I have figured out how to calculate these numbers with EXCEL and NPER and CUMIPMT for adding blank amounts to all of them, but I'd like to figure out how to apply it to highest interest rate debt first.

I'm wondering if I just need to calculate the principal and interest payment on a per month basis as if it was a new loan each month to figure this out.

To simply even if I have just one loan, say a mortgage at 3.75% that currently has 300k left on it, my minimum monthly payment is 1435, say I put 60k on it in 4 months, and then in 6 months I start adding another 1200 to the payment for a year... how do I calculate the new payoff date and interest saved over just the minimum payment.

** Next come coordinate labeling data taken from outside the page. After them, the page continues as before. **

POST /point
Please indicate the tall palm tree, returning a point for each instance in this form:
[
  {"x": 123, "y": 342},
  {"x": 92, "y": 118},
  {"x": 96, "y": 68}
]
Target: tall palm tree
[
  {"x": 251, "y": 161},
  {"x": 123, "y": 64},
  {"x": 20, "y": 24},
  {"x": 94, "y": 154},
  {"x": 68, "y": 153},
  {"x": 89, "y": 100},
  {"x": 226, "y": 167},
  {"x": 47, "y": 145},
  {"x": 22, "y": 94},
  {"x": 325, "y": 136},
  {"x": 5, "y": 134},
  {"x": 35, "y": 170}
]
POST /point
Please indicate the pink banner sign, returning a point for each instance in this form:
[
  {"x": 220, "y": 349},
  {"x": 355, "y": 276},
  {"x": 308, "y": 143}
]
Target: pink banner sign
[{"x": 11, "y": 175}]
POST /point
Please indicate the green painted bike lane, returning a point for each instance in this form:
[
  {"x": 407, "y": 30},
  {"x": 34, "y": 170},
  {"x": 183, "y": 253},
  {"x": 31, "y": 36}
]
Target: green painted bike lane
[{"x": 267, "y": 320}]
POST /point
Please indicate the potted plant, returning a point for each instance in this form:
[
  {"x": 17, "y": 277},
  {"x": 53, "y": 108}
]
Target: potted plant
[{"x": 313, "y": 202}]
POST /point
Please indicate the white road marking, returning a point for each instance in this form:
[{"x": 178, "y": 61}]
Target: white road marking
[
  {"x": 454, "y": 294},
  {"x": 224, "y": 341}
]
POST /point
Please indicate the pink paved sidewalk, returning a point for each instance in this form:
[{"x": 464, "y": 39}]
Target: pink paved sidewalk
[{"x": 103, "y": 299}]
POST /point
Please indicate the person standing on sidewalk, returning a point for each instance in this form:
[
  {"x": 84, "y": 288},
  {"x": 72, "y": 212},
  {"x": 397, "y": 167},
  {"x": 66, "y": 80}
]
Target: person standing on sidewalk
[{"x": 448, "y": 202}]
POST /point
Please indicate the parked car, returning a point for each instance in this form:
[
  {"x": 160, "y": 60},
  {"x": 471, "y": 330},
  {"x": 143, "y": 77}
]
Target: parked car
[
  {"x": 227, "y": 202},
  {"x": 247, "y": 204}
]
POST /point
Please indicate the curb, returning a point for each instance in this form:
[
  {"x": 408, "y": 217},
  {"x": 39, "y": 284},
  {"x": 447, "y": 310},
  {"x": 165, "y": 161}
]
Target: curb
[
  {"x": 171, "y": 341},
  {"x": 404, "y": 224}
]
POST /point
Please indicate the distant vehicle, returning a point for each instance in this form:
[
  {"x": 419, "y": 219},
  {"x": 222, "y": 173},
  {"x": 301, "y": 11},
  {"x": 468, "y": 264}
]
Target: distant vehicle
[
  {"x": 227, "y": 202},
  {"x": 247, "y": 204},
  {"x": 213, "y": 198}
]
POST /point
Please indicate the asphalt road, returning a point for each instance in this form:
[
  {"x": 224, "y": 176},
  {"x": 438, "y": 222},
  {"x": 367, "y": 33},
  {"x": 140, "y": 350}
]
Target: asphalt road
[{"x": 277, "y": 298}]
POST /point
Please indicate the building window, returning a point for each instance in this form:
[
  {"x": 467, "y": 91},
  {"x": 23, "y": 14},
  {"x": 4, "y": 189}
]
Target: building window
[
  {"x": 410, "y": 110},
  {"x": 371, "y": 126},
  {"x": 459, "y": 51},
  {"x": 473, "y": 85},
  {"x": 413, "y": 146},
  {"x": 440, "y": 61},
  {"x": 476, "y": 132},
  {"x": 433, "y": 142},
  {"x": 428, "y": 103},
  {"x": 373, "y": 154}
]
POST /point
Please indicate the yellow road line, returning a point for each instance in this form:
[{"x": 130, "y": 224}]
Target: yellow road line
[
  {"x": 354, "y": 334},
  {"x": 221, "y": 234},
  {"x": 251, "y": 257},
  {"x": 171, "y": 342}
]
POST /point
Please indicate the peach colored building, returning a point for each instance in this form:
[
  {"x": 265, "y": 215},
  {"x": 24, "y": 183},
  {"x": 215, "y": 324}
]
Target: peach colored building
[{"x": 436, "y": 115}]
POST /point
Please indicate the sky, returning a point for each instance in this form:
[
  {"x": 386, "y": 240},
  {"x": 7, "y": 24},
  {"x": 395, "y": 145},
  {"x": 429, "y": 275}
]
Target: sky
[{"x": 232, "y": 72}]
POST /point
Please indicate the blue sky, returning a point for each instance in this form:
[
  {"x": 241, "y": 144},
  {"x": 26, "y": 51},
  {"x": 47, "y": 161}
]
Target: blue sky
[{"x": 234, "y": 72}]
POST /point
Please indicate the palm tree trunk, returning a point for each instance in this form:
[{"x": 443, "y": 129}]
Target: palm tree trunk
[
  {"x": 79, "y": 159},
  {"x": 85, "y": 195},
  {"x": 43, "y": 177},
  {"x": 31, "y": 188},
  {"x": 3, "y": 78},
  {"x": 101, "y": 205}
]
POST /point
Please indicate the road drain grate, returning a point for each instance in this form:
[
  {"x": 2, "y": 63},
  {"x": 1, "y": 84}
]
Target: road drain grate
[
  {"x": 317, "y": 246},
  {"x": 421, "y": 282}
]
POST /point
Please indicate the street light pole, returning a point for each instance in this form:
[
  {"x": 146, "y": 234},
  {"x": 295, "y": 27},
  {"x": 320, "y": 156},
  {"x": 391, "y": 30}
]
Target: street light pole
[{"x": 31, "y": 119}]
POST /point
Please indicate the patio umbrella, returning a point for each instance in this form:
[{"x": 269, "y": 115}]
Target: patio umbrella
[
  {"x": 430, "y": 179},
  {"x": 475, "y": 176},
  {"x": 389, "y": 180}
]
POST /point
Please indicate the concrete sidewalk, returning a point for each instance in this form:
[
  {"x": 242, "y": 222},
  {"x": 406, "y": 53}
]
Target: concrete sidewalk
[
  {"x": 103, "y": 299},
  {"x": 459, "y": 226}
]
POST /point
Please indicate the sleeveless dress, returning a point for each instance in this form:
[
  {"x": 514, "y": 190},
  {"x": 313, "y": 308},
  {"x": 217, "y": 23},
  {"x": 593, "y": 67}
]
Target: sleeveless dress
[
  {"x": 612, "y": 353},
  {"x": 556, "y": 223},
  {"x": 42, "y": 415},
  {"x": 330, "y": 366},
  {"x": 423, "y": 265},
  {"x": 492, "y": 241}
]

• Is this for one debt or several? – JTP - Apologise to Monica Feb 27 '16 at 1:51
• This would be much better suited on a stack for excel. This is definitely possible with excel, though it will take a lot more than a single formula. Personally I'd make a table for each loan with a rate and payment for each month for each loan. Use a formula to apply the payment however you'd like to each loan for a given month then sum the totals of the payments and the interest charges. – quid Feb 27 '16 at 5:12

Answering your simplified question, here is a calculation to show the process. Note payments are made here straightaway at the beginning of the month. The method works by discounting everything to present value.

Note the summations in the above calculation can be converted to a convenient formula for hand-calculations:

``````s = (d ((1+r)^(1-m)-(1+r)^-n))/r
``````

where

``````s is the present value principal
d is the periodic payment
m is the initial payment month (0 for straightaway, 1 for end of 1st period)
n is the number of periods
r is the periodic interest rate
``````

(Computer algebra by Mathematica.)

You left out some of the key details for your scenario, so in the linked example chart I made some assumptions for you (\$345K loan with a 30yr term that originated in 1/2010). In my example if you paid \$60K down in 7/2016 and also started making extra payments of \$100 each month (\$1200/year) starting 9/2016 the loan would be all the way paid off in 1/2032 and over the life of the loan you would save around \$74,000 of interest.

Update the chart with the specific details of your loan and you should get an accurate representation just how much interest is saved and when the loan will be paid off in full.